Deel III. Randvoorwaarden voor het gemeentelijk beleid

III.3. Bestemmingsplannen & archeologieverordening

III.3.1 Het bestemmingsplan centraal

Met de invoering van de Wamz is de verplichting ingegaan om in nieuwe of te wijzigen bestemmingsplannen archeologische waarden vast te leggen. Met de invoering van de nieuwe Wro (2008) wordt bovendien het bestemmingsplan ge(her)positioneerd als het centrale instrument binnen de ruimtelijke ordening voor de gemeente. Op grond van de Wamz dient de gemeenteraad bij de vaststelling van een bestemmingsplan (zoals bedoeld in artikel 10 van de Wet op de Ruimtelijke Ordening) en bij de bestemming van de in het plan begrepen grond, rekening te houden met de in de grond aanwezige dan wel te verwachten archeologische resten. Voor de integratie van de archeologische monumentenzorg in de ruimtelijke ordening is de opname van archeologische waarden in het bestemmingsplan dus een essentiële eerste stap. Met een “archeologievriendelijk” of ‘Malta-proof’ bestemmingsplan kan de gemeente van de aanvrager van een bouw-, sloop-, of aanlegvergunning (‘de veroorzaker’) verlangen dat (nader) archeologisch (voor)onderzoek wordt verricht. Een ‘archeologievriendelijk’ bestemmingsplan beschrijft welke terreinen vanuit archeologisch oogpunt bescherming verdienen en welk beschermingsregime bij de verschillende soorten terreinen van toepassing is. Hieronder vallen ook de vrijstellingsgrenzen voor vergunningplichtige ingrepen, zoals de diepte van bodemverstoringen en de oppervlakte van de ingreep.

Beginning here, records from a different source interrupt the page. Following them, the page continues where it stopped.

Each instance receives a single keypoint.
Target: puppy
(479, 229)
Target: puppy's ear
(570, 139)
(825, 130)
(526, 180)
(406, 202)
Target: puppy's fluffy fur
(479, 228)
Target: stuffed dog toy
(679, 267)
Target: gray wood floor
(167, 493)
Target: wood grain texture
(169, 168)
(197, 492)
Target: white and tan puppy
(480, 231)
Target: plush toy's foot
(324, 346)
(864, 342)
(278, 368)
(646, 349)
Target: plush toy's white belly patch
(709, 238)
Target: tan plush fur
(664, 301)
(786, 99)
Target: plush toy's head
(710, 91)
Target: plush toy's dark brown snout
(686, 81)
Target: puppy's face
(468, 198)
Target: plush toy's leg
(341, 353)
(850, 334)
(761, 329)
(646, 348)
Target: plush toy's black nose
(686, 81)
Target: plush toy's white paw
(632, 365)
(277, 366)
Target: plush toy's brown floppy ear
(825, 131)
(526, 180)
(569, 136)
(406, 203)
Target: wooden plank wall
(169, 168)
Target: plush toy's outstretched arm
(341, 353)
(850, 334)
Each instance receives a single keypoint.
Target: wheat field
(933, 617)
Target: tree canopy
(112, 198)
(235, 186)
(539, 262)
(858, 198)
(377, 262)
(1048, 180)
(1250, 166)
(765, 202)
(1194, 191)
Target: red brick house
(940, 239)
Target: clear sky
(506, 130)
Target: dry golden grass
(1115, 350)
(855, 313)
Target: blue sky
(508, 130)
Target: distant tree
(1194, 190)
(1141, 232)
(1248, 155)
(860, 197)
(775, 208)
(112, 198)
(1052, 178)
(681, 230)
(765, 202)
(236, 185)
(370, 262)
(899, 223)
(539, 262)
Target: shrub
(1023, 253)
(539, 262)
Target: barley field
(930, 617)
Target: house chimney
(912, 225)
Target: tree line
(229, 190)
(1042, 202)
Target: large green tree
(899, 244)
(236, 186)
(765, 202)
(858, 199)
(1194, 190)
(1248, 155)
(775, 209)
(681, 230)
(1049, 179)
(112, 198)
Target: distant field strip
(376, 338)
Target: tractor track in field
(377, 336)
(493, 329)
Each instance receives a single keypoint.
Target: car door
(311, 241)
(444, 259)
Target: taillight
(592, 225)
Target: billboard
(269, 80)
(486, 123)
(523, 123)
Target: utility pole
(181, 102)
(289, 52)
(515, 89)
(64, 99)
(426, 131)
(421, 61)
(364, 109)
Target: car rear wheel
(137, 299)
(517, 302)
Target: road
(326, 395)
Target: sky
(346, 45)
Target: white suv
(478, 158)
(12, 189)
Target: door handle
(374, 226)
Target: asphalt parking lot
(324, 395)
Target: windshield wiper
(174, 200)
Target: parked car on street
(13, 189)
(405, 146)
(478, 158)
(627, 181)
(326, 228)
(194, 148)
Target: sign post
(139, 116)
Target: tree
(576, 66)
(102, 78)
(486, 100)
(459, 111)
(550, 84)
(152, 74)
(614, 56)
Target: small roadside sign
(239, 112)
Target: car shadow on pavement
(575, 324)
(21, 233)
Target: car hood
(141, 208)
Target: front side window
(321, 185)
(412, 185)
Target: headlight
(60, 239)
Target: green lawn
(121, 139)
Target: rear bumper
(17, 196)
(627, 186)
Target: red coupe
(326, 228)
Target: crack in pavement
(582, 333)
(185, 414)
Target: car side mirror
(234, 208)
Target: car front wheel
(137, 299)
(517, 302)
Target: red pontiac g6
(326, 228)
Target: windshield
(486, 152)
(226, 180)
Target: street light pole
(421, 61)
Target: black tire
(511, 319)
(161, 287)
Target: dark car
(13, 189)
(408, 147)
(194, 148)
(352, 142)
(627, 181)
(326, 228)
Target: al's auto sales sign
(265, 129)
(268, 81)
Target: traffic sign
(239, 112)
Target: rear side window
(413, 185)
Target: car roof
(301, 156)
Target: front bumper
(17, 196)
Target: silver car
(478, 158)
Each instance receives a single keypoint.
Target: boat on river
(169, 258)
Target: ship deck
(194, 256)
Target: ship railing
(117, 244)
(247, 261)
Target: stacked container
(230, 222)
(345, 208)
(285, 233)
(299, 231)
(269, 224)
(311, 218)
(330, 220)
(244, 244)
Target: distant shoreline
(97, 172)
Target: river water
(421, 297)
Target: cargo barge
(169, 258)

Aan de verlening van de vergunning kunnen voorwaarden worden verbonden, zoals het overleggen van een rapport waarin de archeologische waarde nader wordt vastgesteld, of het (laten) verrichten van andere vormen van archeologisch onderzoek. De gemeente kan via (standaard) richtlijnen of een Programma van Eisen (PvE) aangeven hoe dat onderzoek dient te worden uitgevoerd. De kosten daarvan komen voor rekening van de aanvrager (het veroorzakerprincipe). Het staat de opdrachtgever vervolgens vrij om voor de uitvoering van alle vormen van archeologisch onderzoek zelf een keuze te maken uit (erkende) aanbieders op de archeologische markt.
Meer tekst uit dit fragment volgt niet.